Bowman believes it might have something to do with Phelps being diagnosed with attention-deficit hyperactivity disorder (ADHD) as a child.
“He likes his routine,” the coach said. “It helps him to manage things when they’re predictable and he knows what they are.”
Debbie Phelps probably cringed from time to time at some of the methods the coach used, but she always knew he had the best intentions.
“Bob always challenged him. Bob always put roadblocks in the way,” she said. “The two of them bash heads continuously. Bob is so anal — that’s my word for him — but God, is he passionate. Is he excellent? Does he know his craft? Yes, he does.”
Bowman has provided plenty of lessons outside the pool, as well.
Debbie Phelps remembers when her son was just learning to drive around their Baltimore home and needed to get to a physical therapy session. The coach was along for the ride, and he made young Michael get behind the wheel, even though it was rush hour on the Beltway.
“Michael was like, ‘I don’t want to do that,’” the mother recalled. “Bob’s like, ‘I don’t care.’ He kind of put that in front of him, that you’ve got to keep yourself focused.
“There were many times,” she went on, “when Michael was younger that he was kicked out of practice. He knew that he had to stay at the pool until I got off work and got to the pool to get him.”
After Phelps won six gold medals at the 2004 Athens Games, Bowman left the North Baltimore Aquatic Club to take over as the coach at the University of Michigan. Phelps went along with him, training and taking a few classes though he never seriously pursued a degree. When Bowman returned to the Baltimore club a few years later, Phelps came back, too.
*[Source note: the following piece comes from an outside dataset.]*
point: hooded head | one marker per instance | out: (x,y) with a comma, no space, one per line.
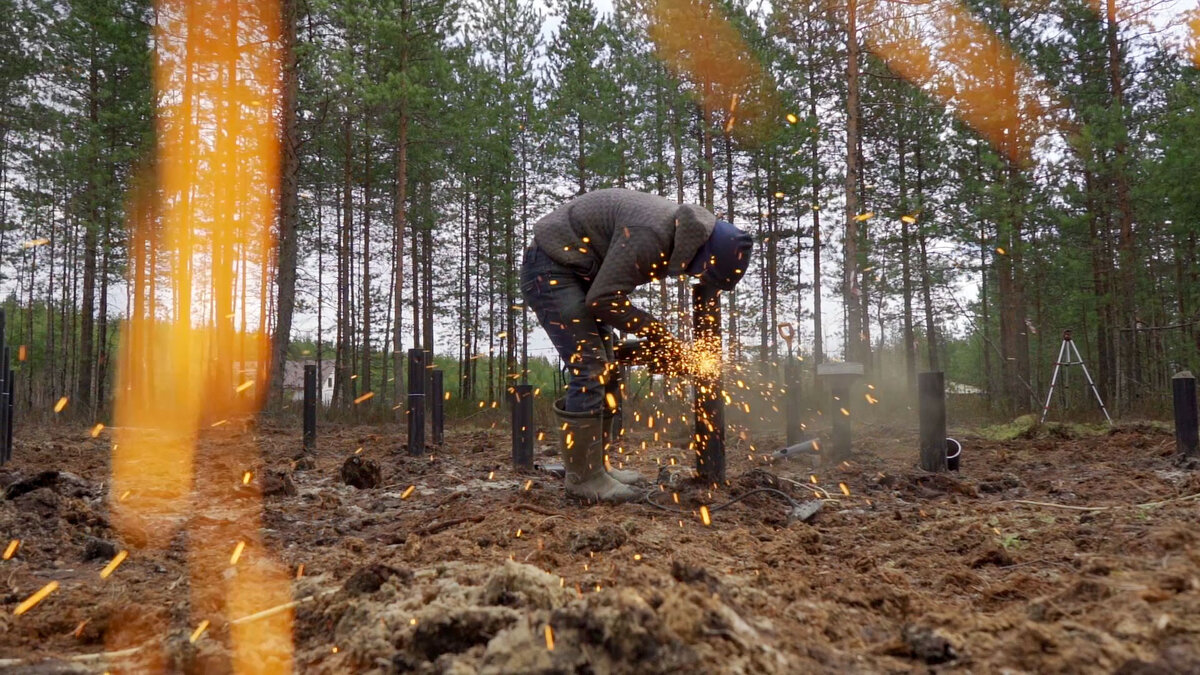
(723,260)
“It’s very unusual, particularly since we’ve been in a couple of different environments,” Bowman conceded. “That probably helped, actually. If we had just stayed in Baltimore, we would not have had that variety.
“I honestly think we’ve been together so long because I’m just real honest with him. I have said many times, ‘This is how we’re going to do it.’ If he doesn’t want to, that’s fine. I understand. But I tell him, ‘This is how we’re going to it.’ And he’s always like, ‘OK, this is how we’re going to do it.’”
For someone who’s about to lose the most famous athlete he’ll likely ever coach, Bowman seems downright at peace with Phelps’ decision to retire at age 27. And Bowman plans to spend at least a year NOT doing what he does so well. Instead, he’ll do some traveling, some work at his swim club, devote some time to his other big passion, horse racing.
You’ll be more likely to see him at the Kentucky Derby than on a pool deck.
“I’ll still be running my team, doing some stuff like that,” Bowman said. “I’m just going to try to not be quite so rigidly scheduled for a year. Then I’ll go back into it and see how it’s going.”
Rest assured, he’s not going to nag Phelps to make a comeback before the next Olympics.
And he’s not going to look for the next Phelps, either.”No, no, no,” Bowman said adamantly. “I can’t do that again. One is plenty, trust me.”